Henry Blake III, captain of the fishing vessel Katmai — lost at sea last week — testified today at a Coast Guard Marine Board of Investigation. He described a nightmarish fight for survival in a life raft that kept flipping in rough seas.

Share story

ANCHORAGE — In testimony Monday, the captain of the fishing vessel Katmai — lost at sea last week — described a nightmarish fight for survival in a life raft that kept flipping in rough seas.

The vessel with 11 crewmen went down after midnight Wednesday, and through a long dark aftermath, Henry Blake III said, the life raft probably flipped more than 20 or 30 times. Three crewmen were lost from the raft, but Blake and three others managed to hang on until their rescue some 17 hours later.

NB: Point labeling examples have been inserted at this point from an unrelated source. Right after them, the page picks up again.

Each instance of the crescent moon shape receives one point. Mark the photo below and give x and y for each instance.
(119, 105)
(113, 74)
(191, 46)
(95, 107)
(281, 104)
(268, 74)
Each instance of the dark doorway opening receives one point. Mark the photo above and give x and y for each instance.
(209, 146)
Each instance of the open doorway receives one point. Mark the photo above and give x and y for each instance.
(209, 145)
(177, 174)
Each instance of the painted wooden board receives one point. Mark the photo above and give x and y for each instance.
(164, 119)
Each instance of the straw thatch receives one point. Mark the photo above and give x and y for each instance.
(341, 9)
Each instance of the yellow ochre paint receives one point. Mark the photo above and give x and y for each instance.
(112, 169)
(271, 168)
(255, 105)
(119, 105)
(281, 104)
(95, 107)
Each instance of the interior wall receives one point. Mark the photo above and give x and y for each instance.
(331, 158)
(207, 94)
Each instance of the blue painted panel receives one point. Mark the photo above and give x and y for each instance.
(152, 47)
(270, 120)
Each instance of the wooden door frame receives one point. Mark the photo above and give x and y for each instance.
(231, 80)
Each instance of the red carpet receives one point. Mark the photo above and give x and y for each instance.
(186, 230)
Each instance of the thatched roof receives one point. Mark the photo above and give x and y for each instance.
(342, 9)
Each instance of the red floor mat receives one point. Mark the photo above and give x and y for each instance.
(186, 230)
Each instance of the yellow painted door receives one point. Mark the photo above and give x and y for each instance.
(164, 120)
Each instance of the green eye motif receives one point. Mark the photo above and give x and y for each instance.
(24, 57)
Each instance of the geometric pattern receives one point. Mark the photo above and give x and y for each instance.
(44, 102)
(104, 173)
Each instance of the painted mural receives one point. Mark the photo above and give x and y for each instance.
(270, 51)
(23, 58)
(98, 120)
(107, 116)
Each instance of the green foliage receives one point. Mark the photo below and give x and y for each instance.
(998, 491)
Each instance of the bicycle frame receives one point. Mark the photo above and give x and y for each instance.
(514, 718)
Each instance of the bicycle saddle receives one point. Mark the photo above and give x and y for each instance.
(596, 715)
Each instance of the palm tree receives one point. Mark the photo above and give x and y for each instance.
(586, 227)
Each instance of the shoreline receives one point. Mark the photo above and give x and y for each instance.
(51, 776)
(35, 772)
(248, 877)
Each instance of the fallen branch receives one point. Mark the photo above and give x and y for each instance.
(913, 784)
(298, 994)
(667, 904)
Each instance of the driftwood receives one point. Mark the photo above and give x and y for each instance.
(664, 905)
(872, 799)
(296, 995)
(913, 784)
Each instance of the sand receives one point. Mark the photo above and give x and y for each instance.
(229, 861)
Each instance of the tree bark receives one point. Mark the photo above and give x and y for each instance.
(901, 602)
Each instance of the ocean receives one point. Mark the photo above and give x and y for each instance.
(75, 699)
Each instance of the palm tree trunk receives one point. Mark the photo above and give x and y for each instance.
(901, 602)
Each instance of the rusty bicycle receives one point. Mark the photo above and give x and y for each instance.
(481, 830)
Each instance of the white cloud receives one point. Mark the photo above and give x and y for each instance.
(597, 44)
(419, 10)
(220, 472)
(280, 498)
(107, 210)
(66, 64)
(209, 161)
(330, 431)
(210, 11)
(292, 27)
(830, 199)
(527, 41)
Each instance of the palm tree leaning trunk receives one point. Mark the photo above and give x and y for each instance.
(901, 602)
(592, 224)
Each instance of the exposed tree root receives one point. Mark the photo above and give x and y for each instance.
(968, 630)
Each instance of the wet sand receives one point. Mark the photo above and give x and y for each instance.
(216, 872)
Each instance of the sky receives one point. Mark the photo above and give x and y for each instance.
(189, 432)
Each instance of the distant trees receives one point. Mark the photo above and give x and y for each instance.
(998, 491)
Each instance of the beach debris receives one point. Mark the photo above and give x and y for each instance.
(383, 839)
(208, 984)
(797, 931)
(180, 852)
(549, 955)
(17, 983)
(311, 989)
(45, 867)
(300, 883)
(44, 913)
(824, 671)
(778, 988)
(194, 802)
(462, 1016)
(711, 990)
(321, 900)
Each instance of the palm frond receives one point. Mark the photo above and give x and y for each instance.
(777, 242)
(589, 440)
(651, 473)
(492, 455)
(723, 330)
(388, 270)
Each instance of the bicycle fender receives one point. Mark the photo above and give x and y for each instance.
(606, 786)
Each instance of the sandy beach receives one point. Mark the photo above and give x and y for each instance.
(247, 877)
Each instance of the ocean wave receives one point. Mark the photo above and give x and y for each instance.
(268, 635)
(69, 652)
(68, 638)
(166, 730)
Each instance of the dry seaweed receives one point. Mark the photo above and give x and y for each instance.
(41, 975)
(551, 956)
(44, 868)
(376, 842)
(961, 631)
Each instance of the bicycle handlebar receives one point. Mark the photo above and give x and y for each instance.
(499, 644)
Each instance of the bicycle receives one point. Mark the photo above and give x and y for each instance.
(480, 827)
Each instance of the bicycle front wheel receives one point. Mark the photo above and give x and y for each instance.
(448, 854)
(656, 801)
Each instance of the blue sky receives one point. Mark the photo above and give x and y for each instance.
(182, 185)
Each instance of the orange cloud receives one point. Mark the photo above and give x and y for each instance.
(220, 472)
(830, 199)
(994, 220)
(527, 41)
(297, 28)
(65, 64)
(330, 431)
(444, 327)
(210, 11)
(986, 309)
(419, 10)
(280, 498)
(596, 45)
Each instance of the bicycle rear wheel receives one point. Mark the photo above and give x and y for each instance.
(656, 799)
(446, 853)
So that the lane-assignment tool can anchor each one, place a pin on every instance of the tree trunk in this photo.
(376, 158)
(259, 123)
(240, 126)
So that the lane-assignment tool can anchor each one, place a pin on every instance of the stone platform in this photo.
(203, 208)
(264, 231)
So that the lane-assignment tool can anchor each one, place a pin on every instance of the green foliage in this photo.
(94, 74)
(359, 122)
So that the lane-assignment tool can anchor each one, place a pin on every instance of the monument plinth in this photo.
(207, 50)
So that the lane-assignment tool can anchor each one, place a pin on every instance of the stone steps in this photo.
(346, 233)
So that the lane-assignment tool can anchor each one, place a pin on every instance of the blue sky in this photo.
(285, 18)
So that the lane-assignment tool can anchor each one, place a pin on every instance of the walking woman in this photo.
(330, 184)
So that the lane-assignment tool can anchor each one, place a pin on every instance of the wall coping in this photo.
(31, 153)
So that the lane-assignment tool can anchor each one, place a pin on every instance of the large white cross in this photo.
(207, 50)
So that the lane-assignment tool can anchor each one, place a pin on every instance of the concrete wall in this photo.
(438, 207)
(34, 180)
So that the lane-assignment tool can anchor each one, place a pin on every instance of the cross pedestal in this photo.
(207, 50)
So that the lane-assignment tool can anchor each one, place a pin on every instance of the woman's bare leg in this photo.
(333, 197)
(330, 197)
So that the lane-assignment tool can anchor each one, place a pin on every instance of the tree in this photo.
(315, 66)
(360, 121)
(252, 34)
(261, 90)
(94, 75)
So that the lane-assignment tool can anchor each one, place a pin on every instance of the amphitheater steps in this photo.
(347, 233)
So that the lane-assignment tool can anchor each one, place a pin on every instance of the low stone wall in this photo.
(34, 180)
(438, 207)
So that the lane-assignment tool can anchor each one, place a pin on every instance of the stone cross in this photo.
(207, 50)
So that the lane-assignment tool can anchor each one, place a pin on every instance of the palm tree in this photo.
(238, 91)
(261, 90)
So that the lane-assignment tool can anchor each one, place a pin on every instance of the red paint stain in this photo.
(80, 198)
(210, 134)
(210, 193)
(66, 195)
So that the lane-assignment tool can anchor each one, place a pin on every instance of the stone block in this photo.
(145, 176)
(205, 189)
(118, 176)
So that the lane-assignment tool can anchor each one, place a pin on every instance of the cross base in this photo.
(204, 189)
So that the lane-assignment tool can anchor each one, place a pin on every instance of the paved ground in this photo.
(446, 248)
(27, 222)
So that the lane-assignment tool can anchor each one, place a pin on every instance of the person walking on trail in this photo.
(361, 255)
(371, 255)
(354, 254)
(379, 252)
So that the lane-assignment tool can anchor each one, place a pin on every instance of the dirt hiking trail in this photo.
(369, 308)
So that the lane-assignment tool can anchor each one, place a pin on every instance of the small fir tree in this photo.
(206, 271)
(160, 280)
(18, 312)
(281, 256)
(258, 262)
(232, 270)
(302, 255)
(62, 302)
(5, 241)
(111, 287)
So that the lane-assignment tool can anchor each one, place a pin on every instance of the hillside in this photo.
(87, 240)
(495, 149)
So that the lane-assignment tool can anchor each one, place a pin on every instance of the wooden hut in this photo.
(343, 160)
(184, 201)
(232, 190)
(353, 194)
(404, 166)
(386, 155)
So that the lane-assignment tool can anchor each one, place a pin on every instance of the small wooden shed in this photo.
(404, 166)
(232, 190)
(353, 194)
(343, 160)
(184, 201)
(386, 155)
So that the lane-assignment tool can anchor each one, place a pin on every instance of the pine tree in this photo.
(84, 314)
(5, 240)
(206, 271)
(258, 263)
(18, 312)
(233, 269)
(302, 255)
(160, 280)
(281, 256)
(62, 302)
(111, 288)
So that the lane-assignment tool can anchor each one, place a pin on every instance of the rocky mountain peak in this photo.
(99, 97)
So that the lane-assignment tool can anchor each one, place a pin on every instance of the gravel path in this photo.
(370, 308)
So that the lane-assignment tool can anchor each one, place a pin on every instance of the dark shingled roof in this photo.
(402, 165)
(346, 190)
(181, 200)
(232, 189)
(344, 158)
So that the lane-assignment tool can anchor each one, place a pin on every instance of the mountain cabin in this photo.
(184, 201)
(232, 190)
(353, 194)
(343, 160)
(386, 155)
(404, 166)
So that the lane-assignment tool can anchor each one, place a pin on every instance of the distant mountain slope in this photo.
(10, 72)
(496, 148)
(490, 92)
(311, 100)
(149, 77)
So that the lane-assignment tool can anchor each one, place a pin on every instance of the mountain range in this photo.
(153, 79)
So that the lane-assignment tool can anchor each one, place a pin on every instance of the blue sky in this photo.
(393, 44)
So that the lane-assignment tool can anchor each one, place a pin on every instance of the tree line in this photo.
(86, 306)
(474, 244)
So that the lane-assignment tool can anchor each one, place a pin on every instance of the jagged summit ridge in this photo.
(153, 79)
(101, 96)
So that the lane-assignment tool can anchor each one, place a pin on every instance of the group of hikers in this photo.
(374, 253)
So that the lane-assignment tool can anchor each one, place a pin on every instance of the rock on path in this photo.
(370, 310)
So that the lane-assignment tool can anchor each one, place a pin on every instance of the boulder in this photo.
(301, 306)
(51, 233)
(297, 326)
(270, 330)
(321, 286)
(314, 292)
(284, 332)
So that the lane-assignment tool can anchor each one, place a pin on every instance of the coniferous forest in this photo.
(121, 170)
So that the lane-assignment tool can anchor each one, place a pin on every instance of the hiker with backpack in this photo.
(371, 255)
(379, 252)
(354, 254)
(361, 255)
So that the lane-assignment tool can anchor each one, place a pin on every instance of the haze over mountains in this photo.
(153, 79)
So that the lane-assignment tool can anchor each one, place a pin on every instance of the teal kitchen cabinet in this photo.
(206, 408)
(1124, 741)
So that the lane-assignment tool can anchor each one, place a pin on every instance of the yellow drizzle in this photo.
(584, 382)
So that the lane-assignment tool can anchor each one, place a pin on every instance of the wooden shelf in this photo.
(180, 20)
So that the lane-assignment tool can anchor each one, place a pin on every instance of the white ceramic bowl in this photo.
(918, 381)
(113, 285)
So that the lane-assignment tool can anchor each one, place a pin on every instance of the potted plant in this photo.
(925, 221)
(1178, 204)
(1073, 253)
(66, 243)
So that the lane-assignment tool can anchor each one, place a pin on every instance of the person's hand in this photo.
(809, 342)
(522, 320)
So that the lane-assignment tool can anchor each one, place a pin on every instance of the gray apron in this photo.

Blake, of Massachusetts, was unsure what happened to one of the seven who made it to the raft, Carlos Zabala, of Helena, Mont. Two other men, Cedric Smith, of Portland, and Joshua Leonguerrero, of Spanaway, perished when the raft flipped early on in the ordeal, Blake said.

“I was tangled underneath the raft; when I came back from under the raft, there were three guys left and that was it and there was no canopy, no survival equipment,” Blake said. “Josh was gone. Cedric was gone.”

Blake’s testimony came on the first day of the Coast Guard Marine Board of Investigation hearings into the sinking, which claimed the lives of five of the 11 crew and left two others missing at sea and presumed dead. The investigation is intended to determine why the vessel went down, and how such sinkings could be prevented in the future.

The 93-foot boat, which was fishing for cod with baited traps, was owned by Katmai Fisheries of Washington state. It was part of a fleet of vessels that catch, then head and gut fish in labor-intensive operations.

The safety record of such ships has been under scrutiny since 2001, when the Arctic Rose, another head-and-gut vessel, went down in the Bering Sea, taking the lives of 15 crew.

At Monday’s hearing, Marty Morin, a Katmai Fisheries official in charge of vessel operations, described maintenance work, repairs and modifications to the vessel in recent years as it switched from shrimp trawling to shrimp fishing with baited traps off Hawaii to fishing for cod off the Aleutians.

Coast Guard officials noted that the vessel had a 1996 stability test, an examination by a naval architect that details safe loading conditions and other important safety information.

That document said there should be a new stability test if the vessel changed fisheries. That was not done, said Morin, who said he was unaware of that recommendation.

Morin also said one of the vessel’s two life rafts was 24 years old, and the other was 20 years old. Though both were approved by the Coast Guard, the officials said that newer rafts have improved seams, canopies and other design features.

At the time the Katmai ran into trouble, it was returning to Dutch Harbor with a load of cod caught in the Bering Sea west of Adak Island.

Blake’s testimony indicated that the vessel’s problems began when a hatch to a stern compartment — known as a lazarette — somehow opened, and that area flooded and knocked out pumps crucial to steering.

Blake testified that the fact that the pumps could be knocked out by flooding was a cause of concern earlier in the trip since there was no backup system. Blake said he had hoped a backup system would be installed when the fishing season ended.

The protection against such flooding was a door that was supposed to be watertight when secured. But Blake speculated that the door might have been knocked open by a piece of equipment on the deck that might have broken loose as the Katmai rocked about.

Once the vessel lost steering, it listed to port side. Blake testified he still was confident that the water could be pumped out and that the Katmai would stay afloat. The pumping effort was headed up by the vessel’s engineer, Robert Davis, of Deming, Whatcom County.

Davis initially had reported that he made good progress in pumping out the water, and Blake testified he was confident enough to tell the crew that they could get out of their survival suits.

“Bob was convinced we were going to save the boat. He was sure we weren’t going to sink.”

Blake credited Davis with a courageous effort that continued up to the final minutes before the sinking.

Blake said the situation worsened when the Katmai began listing to starboard, rather than port, and water somehow intruded into the below-deck engine room and fish factories. Blake then told the crew to put their suits back on.

Blake said he eventually left the wheelhouse to check on preparations to abandon the Katmai should it begin to go down. That’s when the stern began sinking, he said.

“It was a slow, steady roll,” Blake said.

The crew headed overboard, with Blake and six others jumping into the water and swimming to a nearby life raft.

Blake did not know what happened to the four other crewmen.

Crewman Adam Foster, of Shoreline, said he saw three other crew as they worked to deploy the second raft, but he was unsure whether they made it off the ship.

In addition to Blake and Foster, survivors include Harold Appling and Guy Schroder, both of Anchorage. The deceased also include Jake Gilman, of Camas, Clark County; Fuli Lemusu, of Salem, Ore;, and Glenn Harper of Portland. Zabala and Davis remain missing.